This is supposed to generate a one second audio file:
ffmpeg -stream_loop -1 -i 11f.mp3 -vcodec copy -ss 00:00:00.000 -t 00:00:01.000 11.mp3
<canvas> maximum height
In one of our early prototypes, we wanted to show a single data visualisation from 2015 up until 2019 using D3’s canvas feature. Using the canvas element instead of the default SVG can significantly improve the page’s performance. However, even at 25px height per day, our visualisation was going to end up being over 35,000px.
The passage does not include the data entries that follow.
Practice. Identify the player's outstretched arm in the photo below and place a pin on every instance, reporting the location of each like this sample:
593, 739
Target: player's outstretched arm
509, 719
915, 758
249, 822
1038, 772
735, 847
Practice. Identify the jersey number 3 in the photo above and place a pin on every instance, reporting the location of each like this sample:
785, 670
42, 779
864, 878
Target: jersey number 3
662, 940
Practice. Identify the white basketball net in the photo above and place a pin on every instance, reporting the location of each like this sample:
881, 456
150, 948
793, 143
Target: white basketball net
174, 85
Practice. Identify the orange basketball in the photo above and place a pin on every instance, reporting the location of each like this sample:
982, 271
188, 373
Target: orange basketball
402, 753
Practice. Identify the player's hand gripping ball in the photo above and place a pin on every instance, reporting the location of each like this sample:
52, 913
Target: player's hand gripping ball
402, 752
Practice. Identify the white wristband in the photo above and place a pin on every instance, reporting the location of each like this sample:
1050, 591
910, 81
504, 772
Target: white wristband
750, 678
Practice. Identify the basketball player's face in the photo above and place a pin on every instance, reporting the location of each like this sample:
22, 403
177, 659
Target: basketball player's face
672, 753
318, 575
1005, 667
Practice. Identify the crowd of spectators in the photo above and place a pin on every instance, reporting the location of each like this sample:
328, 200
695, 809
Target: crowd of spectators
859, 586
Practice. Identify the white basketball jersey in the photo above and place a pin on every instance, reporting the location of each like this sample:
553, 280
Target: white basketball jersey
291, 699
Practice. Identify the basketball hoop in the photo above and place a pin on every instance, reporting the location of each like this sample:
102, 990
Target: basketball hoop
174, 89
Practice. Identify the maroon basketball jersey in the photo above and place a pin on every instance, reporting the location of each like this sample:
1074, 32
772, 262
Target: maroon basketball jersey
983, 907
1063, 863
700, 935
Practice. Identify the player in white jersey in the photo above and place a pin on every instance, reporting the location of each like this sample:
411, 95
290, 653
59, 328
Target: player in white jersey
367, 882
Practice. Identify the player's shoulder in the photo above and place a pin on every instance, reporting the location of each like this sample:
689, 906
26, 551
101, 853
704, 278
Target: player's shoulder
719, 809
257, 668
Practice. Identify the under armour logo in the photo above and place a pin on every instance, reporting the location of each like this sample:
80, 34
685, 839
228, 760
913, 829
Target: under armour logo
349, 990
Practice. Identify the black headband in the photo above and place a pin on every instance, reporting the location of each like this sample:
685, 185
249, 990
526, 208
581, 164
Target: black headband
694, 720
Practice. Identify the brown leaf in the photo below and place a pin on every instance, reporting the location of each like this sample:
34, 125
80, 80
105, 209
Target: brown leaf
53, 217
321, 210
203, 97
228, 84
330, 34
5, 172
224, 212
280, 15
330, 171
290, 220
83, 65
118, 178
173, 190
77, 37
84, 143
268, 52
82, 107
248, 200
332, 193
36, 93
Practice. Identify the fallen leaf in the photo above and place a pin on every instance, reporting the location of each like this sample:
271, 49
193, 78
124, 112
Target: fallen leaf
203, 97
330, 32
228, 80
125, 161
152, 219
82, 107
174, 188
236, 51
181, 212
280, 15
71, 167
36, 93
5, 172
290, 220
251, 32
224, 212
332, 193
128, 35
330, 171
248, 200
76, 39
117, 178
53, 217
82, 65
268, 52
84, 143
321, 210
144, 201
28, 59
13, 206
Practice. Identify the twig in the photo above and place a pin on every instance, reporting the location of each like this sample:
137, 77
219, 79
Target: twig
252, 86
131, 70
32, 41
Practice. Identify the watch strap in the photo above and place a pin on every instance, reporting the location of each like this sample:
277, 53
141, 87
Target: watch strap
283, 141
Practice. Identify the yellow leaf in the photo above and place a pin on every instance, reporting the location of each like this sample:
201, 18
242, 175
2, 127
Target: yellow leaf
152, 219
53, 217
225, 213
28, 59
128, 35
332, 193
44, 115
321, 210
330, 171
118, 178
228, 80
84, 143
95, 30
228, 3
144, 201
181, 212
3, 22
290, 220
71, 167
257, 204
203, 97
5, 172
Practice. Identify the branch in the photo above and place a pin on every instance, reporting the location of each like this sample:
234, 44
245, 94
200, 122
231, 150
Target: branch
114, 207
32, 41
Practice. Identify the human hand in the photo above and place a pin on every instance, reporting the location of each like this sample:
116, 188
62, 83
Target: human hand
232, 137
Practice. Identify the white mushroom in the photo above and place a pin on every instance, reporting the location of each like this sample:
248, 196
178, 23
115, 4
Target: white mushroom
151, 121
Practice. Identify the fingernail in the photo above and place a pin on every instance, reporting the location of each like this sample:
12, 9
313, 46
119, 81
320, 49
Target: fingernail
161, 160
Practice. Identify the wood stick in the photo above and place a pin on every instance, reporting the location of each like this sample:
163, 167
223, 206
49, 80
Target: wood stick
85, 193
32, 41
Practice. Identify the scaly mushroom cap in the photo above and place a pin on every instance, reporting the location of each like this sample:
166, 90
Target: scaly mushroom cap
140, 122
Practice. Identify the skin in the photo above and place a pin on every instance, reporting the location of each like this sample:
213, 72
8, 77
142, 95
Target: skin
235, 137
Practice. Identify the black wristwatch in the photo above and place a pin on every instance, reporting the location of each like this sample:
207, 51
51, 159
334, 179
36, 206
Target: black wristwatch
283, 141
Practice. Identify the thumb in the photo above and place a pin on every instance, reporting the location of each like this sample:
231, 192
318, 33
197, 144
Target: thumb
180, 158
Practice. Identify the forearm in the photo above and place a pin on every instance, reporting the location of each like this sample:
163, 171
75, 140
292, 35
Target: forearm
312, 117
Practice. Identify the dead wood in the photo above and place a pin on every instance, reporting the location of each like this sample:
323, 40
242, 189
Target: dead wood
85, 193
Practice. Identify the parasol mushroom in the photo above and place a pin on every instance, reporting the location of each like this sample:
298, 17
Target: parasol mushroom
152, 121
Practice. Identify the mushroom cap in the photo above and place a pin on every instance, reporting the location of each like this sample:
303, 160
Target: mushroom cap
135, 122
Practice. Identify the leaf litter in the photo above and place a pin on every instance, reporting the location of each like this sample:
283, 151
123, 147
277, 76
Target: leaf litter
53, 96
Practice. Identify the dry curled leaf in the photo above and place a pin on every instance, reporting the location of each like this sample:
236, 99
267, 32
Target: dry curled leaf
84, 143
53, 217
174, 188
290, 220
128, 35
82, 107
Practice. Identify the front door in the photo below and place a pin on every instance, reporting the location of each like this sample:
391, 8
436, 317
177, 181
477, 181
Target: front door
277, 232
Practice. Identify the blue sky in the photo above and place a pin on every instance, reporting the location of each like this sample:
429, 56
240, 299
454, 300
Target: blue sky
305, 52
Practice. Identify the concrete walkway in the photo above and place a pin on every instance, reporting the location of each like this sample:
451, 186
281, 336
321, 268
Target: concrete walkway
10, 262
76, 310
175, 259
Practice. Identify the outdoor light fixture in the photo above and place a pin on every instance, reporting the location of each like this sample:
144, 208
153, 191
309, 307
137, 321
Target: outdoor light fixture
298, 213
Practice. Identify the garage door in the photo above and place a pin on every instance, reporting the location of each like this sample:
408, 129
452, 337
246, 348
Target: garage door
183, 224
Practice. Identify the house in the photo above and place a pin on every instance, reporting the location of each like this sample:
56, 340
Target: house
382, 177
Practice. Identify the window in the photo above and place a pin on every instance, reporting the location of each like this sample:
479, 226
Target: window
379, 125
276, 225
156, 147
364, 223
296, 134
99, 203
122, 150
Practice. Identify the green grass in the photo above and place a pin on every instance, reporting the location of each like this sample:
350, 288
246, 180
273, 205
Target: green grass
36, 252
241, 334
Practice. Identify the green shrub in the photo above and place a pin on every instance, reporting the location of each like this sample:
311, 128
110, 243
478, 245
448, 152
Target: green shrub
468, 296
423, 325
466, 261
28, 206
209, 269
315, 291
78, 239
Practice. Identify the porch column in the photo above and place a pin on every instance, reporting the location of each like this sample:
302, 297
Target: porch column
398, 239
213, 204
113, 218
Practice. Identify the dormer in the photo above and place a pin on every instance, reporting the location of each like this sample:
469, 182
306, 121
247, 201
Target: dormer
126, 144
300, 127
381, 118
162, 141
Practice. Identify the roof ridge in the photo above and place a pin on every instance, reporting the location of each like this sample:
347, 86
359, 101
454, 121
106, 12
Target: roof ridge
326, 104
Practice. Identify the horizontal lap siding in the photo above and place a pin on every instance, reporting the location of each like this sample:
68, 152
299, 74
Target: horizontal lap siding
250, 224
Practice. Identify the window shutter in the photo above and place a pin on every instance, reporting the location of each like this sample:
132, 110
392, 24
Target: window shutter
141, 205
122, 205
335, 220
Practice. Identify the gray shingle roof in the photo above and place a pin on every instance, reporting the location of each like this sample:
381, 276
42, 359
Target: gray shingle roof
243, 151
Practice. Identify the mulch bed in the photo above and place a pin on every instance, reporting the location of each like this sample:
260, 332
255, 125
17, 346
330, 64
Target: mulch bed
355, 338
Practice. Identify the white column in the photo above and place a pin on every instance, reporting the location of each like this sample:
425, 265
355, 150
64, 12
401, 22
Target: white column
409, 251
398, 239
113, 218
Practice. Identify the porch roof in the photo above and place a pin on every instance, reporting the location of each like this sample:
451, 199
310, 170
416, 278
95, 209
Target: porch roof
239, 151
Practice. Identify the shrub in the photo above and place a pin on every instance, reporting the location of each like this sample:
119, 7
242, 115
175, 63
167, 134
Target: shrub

It turns out that the maximum canvas height is 32,767px.
Scrubbable audio on mobile
In another one of our later prototypes, we were hoping to generate a draggable audio scrubber which would directly connect the audio and data visualisations. Unfortunately, the problem we faced here can be best described as incredibly tricky. On the desktop, the solution probably would have worked ok but on mobile, especially on very small screens, the draggable touch action interface which would play back the specific audio snippet based on scroll depth was just too fiddly. Rather than spend precious time on polyfills and excessive cross-browser testing we decided to render a standalone video and accompanying data visualisation.
React + Nivo.rocks
To wrap up the whole interactive we spun up a boilerplate React application (create-react-app) and began creating the respective components using ReactStrap, React-Player and Nivo-Calendar. We’ve been using React to build all our interactives over the past eight months and have really enjoyed the benefits this reusable component development environment brings. One such component is Nivo.rocks’ D3.js calendar component which we used to quickly generate the data visualisation.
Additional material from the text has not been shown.